Nonrelational Data Stores

There is a wide variety of data that doesn’t fit in a relational model. Nonrelational data, also known as NoSQL (Not Only SQL), refers to data that doesn’t fit into a relational model. Some solutions require more flexible data models than that of a relational database and can afford to trade ACID compliancy for speed and horizontal scale. NoSQL databases can handle volatile data that is written and read quickly better than relational databases because they don’t force the data to conform to a specific structure.

Binary objects such as images, videos, and PDFs are also considered nonrelational data. While relational databases such as SQL Server can store files such as the PDF copy of this book using features such as FILESTREAM, it is not the most optimal solution for file storage. Object stores are optimized for binary file storage and can be easily accessed to serve these files to applications. They can also be used to create highly scalable data lake ecosystems for big data processing solutions.

NoSQL Databases

NoSQL databases do not impose a schema on data they store, allowing data to maintain its natural format as it is ingested. In fact, one of the primary benefits is that users who are designing a NoSQL database solution do not need to define the schema ahead of time. This flexibility makes NoSQL databases the ideal choice for solutions that require millisecond response times and need to be able to scale rapidly. Scenarios where NoSQL databases are potentially better options than relational databases include ingesting and analyzing bursts of data from IoT sensors, storing product catalog data for an e-commerce site’s web search functionality, and storing user-generated content for web, mobile, and social media applications.

Instead of storing data as rows in a table as in a relational database, data is stored as entities in collections or containers. Unlike rows in a table, entities in the same collection can have a different set of fields. This flexibility allows for several different implementations of NoSQL databases depending on the solution requirements. Generally, these implementations fall into the following four categories:

• Key-value stores are the simplest types of NoSQL database for inserting and querying data (see Figure 1.1). Each piece of data contains a key and a value. The key serves as a unique identifier for the piece of data, and the value contains the data. Values can be scalar values or complex structures such as a JSON array. When applications are querying data from key-value stores, they issue queries that specify the keys to retrieve the values. Figure 1.1 is an example of a phone directory that stores one or more phone numbers per person in a key-value store. Examples of key-value stores include Python dictionary objects, Azure Table storage, and the Azure Cosmos DB Table API.

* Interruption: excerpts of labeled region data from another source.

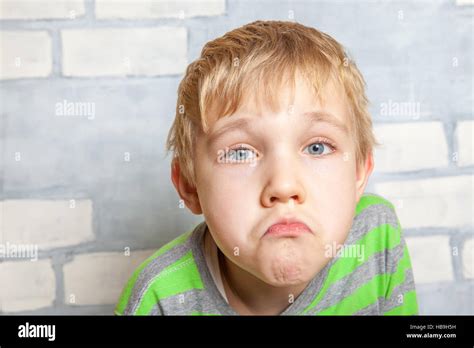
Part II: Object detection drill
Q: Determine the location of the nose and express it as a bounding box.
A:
[261,154,306,207]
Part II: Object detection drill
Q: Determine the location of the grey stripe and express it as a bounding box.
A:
[150,289,227,315]
[310,243,404,314]
[294,204,398,315]
[123,225,200,315]
[354,268,415,315]
[345,204,398,245]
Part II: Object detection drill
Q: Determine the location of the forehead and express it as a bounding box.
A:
[207,76,352,137]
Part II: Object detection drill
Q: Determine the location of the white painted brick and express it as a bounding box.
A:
[374,122,449,172]
[456,0,474,6]
[456,121,474,166]
[61,27,187,76]
[64,250,155,305]
[374,175,474,228]
[95,0,225,19]
[0,31,52,79]
[0,199,94,250]
[0,0,85,19]
[0,260,56,312]
[405,236,454,284]
[462,238,474,279]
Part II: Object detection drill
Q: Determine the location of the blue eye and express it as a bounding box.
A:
[306,142,334,156]
[225,147,256,163]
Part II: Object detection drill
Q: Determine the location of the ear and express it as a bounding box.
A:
[356,151,374,202]
[171,158,202,215]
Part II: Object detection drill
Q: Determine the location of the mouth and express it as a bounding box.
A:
[264,219,313,238]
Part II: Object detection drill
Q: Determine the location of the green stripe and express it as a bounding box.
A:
[115,228,194,314]
[355,193,395,215]
[303,224,400,314]
[318,242,411,315]
[134,251,204,315]
[383,290,418,315]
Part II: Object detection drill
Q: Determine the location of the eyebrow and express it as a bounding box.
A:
[303,111,349,134]
[208,111,349,144]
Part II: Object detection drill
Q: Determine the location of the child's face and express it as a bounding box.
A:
[176,75,372,286]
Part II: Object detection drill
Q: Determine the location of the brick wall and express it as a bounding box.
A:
[0,0,474,314]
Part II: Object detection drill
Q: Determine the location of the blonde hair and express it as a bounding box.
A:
[166,21,378,187]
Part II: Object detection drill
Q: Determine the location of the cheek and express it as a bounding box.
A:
[305,156,355,243]
[200,164,259,250]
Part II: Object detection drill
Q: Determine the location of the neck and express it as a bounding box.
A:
[218,249,309,315]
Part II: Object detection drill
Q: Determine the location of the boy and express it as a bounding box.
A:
[115,21,418,315]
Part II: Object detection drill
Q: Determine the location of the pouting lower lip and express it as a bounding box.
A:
[265,222,311,237]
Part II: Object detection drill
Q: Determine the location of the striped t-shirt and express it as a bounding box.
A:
[115,194,418,315]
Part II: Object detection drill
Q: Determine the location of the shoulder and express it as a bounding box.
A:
[351,193,401,248]
[115,223,203,315]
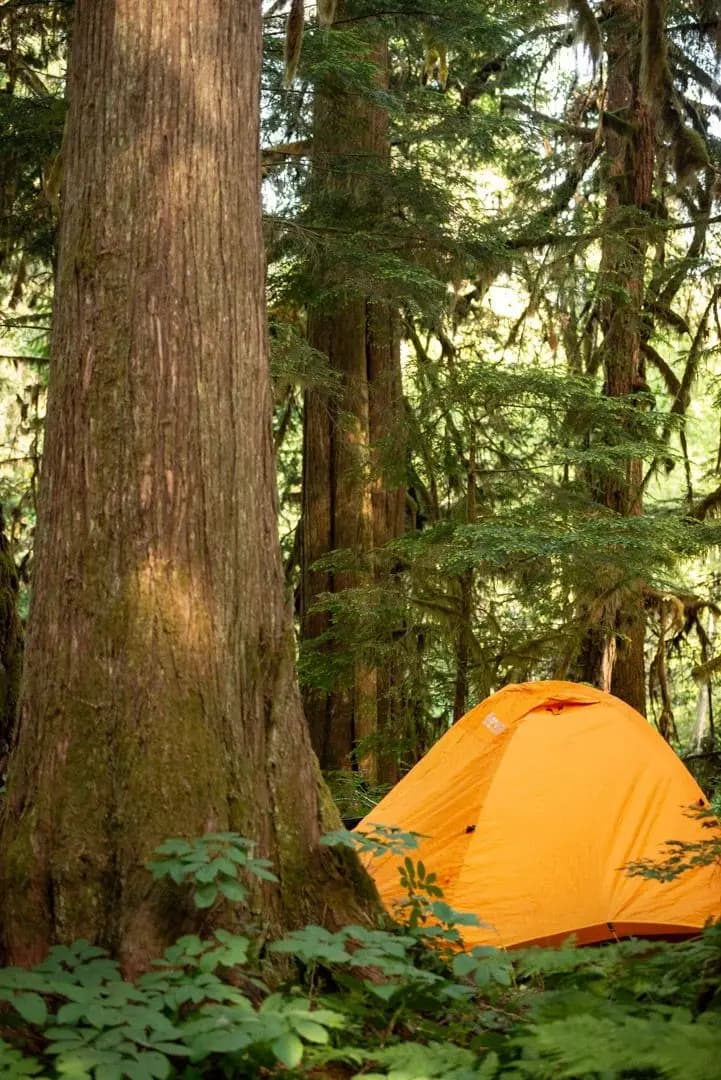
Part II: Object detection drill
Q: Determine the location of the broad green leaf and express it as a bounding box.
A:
[271,1034,303,1069]
[13,994,47,1027]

FIGURE 1.1 Key-value store

• Document databases are the most common types of NoSQL databases (see Figure 1.2). Pieces of data are defined as documents and are typically stored in JSON, XML, YAML, or BSON format. Each document includes a document key that serves as a unique identifier for management and query lookups. Unlike a key-value store that can only retrieve data by doing a search on the key, applications querying a document database can perform lookups on a document’s key and/or one or more of its fields to retrieve specific sets of data. This feature makes document databases a better option for applications that need to be more selective. Figure 1.2 illustrates an example of customer orders stored as documents in a document database. Examples of document databases include MongoDB and the Azure Cosmos DB Core (SQL) API.

FIGURE 1.2 Document database

• Columnar databases appear like relational databases conceptually (see Figure 1.3). They organize data into rows and columns but denormalize data so that it is divided into multiple column families. Each column family holds a set of columns that are logically related. Figure 1.3 is an example of a bicycle company’s product information stored in a columnar format. An example of a columnar database is the Azure Cosmos DB Cassandra API.

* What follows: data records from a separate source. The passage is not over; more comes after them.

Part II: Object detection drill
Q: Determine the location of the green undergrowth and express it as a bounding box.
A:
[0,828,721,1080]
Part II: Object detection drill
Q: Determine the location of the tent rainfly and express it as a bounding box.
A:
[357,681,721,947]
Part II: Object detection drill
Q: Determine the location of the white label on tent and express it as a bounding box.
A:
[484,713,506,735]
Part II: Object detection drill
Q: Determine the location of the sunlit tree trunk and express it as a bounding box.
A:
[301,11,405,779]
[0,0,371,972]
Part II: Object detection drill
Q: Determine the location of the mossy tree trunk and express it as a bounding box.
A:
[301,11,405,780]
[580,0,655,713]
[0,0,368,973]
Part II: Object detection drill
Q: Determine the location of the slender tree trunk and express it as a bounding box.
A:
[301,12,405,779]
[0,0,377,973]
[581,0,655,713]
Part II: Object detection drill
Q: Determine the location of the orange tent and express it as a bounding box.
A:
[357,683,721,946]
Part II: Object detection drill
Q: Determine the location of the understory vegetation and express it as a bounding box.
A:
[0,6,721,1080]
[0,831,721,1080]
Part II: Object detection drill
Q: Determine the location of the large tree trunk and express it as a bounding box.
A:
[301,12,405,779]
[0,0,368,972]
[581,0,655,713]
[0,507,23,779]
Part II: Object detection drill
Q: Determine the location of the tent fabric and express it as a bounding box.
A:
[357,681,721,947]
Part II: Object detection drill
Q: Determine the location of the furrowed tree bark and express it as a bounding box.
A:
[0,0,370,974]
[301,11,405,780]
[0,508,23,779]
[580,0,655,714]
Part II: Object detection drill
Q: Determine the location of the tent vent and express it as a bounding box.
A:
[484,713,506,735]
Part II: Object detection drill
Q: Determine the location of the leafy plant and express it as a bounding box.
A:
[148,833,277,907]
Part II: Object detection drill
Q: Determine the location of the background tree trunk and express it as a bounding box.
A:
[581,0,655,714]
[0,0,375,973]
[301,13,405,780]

FIGURE 1.3 Columnar database

• Graph databases store data as entities and focus on the relationship that these entities have with each other (see Figure 1.4). Entities are defined as nodes, while the relationships between them are defined as edges. Applications querying a graph database do so by traversing the network of nodes and edges, analyzing the relationships between entities. While relational databases can accomplish similar goals, large graph databases can perform very traverse relationships very quickly bypassing the need to perform multiple join operations on many tables. Figure 1.4 illustrates an example of a graph database that stores an organization’s personnel chart. The entities represent different job titles and departments, while the edges represent how each entity is related. Examples of graph databases include Neo4j and the Azure Cosmos DB Gremlin API.

FIGURE 1.4 Graph database